MÉRIDA 27 jan. (EUROPA PRESS) - O presidente e porta-voz do Vox na Assembleia da Extremadura, Óscar Fernández Calle, garantiu que “já haveria governo” na região se o PP quisesse, ao mesmo tempo que exigiu que os “populares” assumissem uma “parte importante” das suas propostas para dar o seu apoio à investidura de María Guardiola.
Nesse sentido, Fernández reiterou que o Vox quer que haja um governo na Extremadura, mas para isso, insistiu, “é preciso respeitar” os votos que seu partido obteve nas eleições do último mês de dezembro. “Se o PP quer contar com o nosso apoio, evidentemente tem que assumir uma parte importante das nossas propostas e das nossas iniciativas. Isso é absolutamente evidente. Os extremaduranos falaram, repetimos sempre, mas sublinho, e decidiram que querem mais do dobro do Vox”, afirmou.
Por isso, e para que o Vox possa chegar a um acordo com o PP para a governabilidade da região, Fernández entende que tem de haver “mais do que o dobro do Vox, nem mais nem menos”, momento em que lembrou que não foi o seu partido que convocou as eleições. DIZ QUE A BOLA “ESTÁ NO TELHADO” DE GUARDIOLA E DO PP
Óscar Fernández, em declarações à imprensa, salientou que o PP e Guardiola foram os que não quiseram falar com o Vox sobre as 200 medidas que colocou em cima da mesa no final de outubro na negociação orçamental e acrescentou que são os “populares” e a presidente da Junta em funções “os que podem levar a Extremadura a terceiras eleições”.

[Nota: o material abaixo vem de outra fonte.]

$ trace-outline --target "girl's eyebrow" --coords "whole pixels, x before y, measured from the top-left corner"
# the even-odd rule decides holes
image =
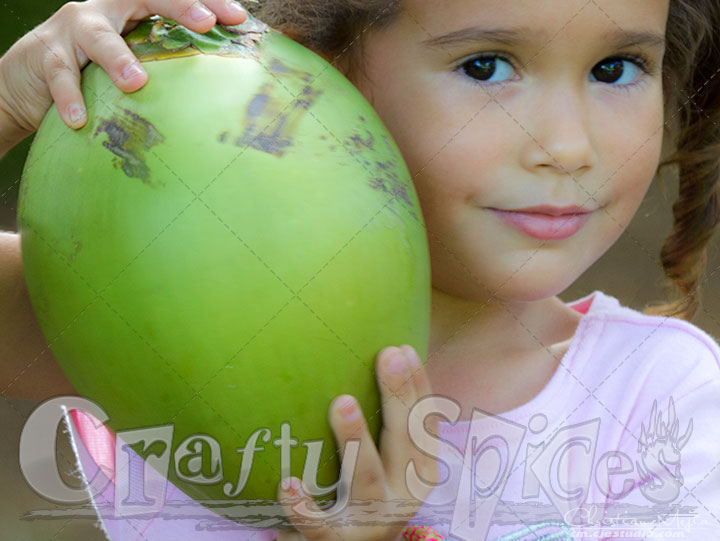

“A bola está no telhado da senhora Guardiola e do Partido Popular. Não queremos que se chegue a esse ponto, muito menos, mas é claro que o Partido Popular e a senhora Guardiola têm que assumir uma parte importante das nossas propostas. Caso contrário, com a gente, é claro, eles não vão chegar a um acordo”, destacou.
Desta forma, Fernández garantiu que o Vox defenderá “os votos e a confiança” depositados pelos extremenses, que são “mais do que o dobro do que em outubro, quando o PP e a senhora Guardiola não quiseram dialogar, para a aprovação dos orçamentos de 26, sobre essas iniciativas e medidas que agora parecem querer discutir”.
Em vista de novas reuniões com o PP, Óscar Fernández disse que ambas as formações já mantiveram contactos e, “se eles quiserem, vamos continuar nos reunindo” e, às perguntas sobre se o Vox pedirá secretarias no futuro governo, ele enfatizou que não vai “entrar em detalhes” sobre as conversas mantidas, embora tenha garantido que seu partido colocou na mesa “exatamente o mesmo” que defendeu nos últimos dois anos e meio e “exatamente o mesmo” que quando se tentou aprovar o orçamento.
“Peço desculpas por não querer entrar em detalhes, porque acho que não é conveniente e acho que temos que respeitar, nós sim, acho que temos que respeitar e vamos fazer isso, essas negociações que sem dúvida ocorreram e espero que continuem ocorrendo”, disse ele.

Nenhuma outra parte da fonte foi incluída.